Si bien la pregunta que da título a este artículo parece sencilla, su respuesta está lejos de serla, debido a que puede tener tantas variantes como la cantidad de personas que quisieran contestarla.
Emprender un nuevo negocio representa un sinfín de expectativas y emociones, pero también de dudas. Muchas veces los contratos a la hora de alquilar un local nos exigen un anticipo de varios meses, cuando en realidad no tenemos 100% definido que sea una verdadera necesidad. Esto implicaría elevar los costos de nuestro día a día, desequilibrando las finanzas de nuestro nuevo negocio.
No hay una verdad absoluta a la hora de especificar si necesitamos una oficina para desarrollar nuestra actividad, ya que esto va a depender entre otras cosas de nuestra ocupación, el espacio del que dispongamos en nuestro hogar, nuestro presupuesto o la cantidad de tiempo que nos lleve llegar al lugar en cuestión.
Un buen primer paso sería definir si la actividad que vamos a desarrollar necesita de nuestra máxima atención y concentración, porque si, por ejemplo, compartimos vivienda con nuestra familia y necesitamos escribir un libro, la tarea se vuelve prácticamente una misión imposible.

En segundo lugar, debemos interiorizarnos acerca de cuál es el verdadero objetivo de contar con una oficina.
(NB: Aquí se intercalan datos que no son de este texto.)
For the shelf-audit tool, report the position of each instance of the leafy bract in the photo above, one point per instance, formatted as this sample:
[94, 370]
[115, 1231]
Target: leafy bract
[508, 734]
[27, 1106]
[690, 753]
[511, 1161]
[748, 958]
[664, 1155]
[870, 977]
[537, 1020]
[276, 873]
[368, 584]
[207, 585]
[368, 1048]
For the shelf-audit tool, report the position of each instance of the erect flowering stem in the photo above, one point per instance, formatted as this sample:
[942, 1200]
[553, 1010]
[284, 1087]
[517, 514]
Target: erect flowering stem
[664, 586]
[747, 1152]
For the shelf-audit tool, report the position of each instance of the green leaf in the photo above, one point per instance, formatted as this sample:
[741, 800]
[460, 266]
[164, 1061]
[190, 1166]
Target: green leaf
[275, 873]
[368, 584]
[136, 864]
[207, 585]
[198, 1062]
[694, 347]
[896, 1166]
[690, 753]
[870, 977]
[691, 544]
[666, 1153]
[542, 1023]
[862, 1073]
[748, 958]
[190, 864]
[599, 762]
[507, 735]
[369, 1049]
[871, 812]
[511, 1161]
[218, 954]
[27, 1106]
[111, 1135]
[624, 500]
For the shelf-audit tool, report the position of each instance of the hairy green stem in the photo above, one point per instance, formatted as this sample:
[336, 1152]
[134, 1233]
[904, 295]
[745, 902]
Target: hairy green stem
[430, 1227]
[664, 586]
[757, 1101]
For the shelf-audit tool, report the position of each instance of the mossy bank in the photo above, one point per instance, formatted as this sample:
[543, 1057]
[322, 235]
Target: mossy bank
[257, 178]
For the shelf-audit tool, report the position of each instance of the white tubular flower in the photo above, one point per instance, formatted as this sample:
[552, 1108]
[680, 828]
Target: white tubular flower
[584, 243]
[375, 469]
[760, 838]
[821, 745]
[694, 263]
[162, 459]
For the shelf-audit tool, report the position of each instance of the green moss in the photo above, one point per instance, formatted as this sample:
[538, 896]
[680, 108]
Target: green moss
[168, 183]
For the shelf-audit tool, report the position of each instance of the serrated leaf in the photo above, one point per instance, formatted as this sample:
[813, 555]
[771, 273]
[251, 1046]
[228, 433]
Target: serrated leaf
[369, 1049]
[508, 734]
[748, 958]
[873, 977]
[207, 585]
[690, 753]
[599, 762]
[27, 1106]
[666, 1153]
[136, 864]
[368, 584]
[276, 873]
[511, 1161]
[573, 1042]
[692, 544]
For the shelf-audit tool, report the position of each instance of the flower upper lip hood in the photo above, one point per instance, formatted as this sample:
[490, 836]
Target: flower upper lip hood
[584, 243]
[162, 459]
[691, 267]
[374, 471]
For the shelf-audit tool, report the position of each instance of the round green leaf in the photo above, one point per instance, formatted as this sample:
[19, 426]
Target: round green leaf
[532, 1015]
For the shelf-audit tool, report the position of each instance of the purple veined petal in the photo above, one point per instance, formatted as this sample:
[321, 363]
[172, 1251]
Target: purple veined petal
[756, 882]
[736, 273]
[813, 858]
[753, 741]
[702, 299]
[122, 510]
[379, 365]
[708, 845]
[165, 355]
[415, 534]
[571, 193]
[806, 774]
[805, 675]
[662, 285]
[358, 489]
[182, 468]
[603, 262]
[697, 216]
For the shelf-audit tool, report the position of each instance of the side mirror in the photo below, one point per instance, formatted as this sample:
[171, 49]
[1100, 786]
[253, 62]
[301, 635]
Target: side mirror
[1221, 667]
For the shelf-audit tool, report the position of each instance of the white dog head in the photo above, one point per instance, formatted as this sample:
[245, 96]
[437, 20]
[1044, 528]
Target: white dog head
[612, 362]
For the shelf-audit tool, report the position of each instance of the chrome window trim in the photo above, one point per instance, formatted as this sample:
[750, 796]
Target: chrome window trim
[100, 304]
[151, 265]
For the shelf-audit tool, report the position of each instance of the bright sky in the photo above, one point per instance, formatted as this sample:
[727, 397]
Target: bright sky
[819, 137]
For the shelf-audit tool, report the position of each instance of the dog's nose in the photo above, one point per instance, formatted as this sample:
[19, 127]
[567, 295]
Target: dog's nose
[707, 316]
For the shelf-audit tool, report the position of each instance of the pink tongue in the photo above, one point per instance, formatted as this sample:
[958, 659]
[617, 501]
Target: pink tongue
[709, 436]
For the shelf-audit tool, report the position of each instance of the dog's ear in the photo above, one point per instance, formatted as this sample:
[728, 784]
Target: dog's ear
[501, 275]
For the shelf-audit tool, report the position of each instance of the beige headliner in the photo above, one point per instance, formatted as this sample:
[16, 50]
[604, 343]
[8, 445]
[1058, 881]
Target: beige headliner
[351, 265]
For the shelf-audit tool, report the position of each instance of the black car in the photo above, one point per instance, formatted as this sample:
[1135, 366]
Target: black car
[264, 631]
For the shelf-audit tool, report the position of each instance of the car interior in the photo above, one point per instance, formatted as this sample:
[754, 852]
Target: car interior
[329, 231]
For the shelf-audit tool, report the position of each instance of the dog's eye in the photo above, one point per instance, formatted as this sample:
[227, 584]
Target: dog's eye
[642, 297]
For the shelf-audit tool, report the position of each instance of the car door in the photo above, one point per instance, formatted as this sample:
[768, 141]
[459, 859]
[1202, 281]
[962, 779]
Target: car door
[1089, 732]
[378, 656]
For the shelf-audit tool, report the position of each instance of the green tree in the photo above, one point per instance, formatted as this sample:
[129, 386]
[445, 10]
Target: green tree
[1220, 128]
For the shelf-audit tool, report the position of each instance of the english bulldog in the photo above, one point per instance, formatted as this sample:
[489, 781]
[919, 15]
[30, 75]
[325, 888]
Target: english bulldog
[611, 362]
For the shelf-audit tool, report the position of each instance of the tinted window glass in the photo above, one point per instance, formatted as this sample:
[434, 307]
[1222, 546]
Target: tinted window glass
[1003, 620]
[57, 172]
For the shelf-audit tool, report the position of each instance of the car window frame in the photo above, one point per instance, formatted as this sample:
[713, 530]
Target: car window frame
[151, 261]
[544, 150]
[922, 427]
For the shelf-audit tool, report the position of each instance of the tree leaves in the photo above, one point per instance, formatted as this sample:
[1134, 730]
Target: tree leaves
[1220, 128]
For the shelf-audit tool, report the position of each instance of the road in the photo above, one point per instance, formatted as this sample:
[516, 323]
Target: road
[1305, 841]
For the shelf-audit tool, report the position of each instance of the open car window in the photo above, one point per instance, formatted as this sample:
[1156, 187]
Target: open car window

En muchos casos tenemos la necesidad de citarnos con clientes y mostrar la seriedad que transmitiría un despacho en una zona muy bien acomodada en el centro de la ciudad. Pero otra posibilidad es que este gasto que supondría alquilar una oficina, no tuviera mucho sentido.

El enfoque debería estar puesto en la forma de lograr ser más productivos, sea cual sea nuestra tarea. El teletrabajo es una forma que ya se estaba poniendo de moda, pero que se vio fuertemente acelerado por la aparición de la pandemia en este 2020, y la Universidad de Exeter realizó un estudio en 2014 (https://www.latercera.com/noticia/estudio-britanico-revela-que-el-acceso-a-areas-verdes-es-clave-en-la-calidad-de-vida-de-las-personas/), en el cual los investigadores descubrieron que el simple hecho de colocar plantas en las oficinas de sus empleados, aumentaba tanto la concentración como la satisfacción en el trabajo. Entonces, ¿Por qué no realizar nuestra actividad en un parque cada vez que podamos? Puede ser una excelente manera de relajarnos y lo único que necesitamos es un ordenador, una conexión a internet, y un móvil. El teletrabajador es más eficiente, está más motivado y es más autónomo. Además del plus de contar con mucho menos estrés.

Por último, una buena idea sería observar a las personas que ejercen nuestro mismo oficio e indagar en como desarrollan su actividad, pero sobre todo esta observación debería hacer hincapié en si el lugar en el que desarrollan esa actividad los hace potenciar sus virtudes o si, por el contrario, provoca una disminución en su rendimiento.
Porque nuestra investigación debe concluir si alquilar una oficina, o un local, representa un gasto o una inversión. Ya que mientras los gastos deben ser controlarlos al detalle para intentar reducirlos, las inversiones son necesarias para el crecimiento de nuestro negocio. Si logramos que el sitio donde desarrollamos nuestra tarea nos dé un rendimiento extra, sin dudas estaremos en presencia de una inversión.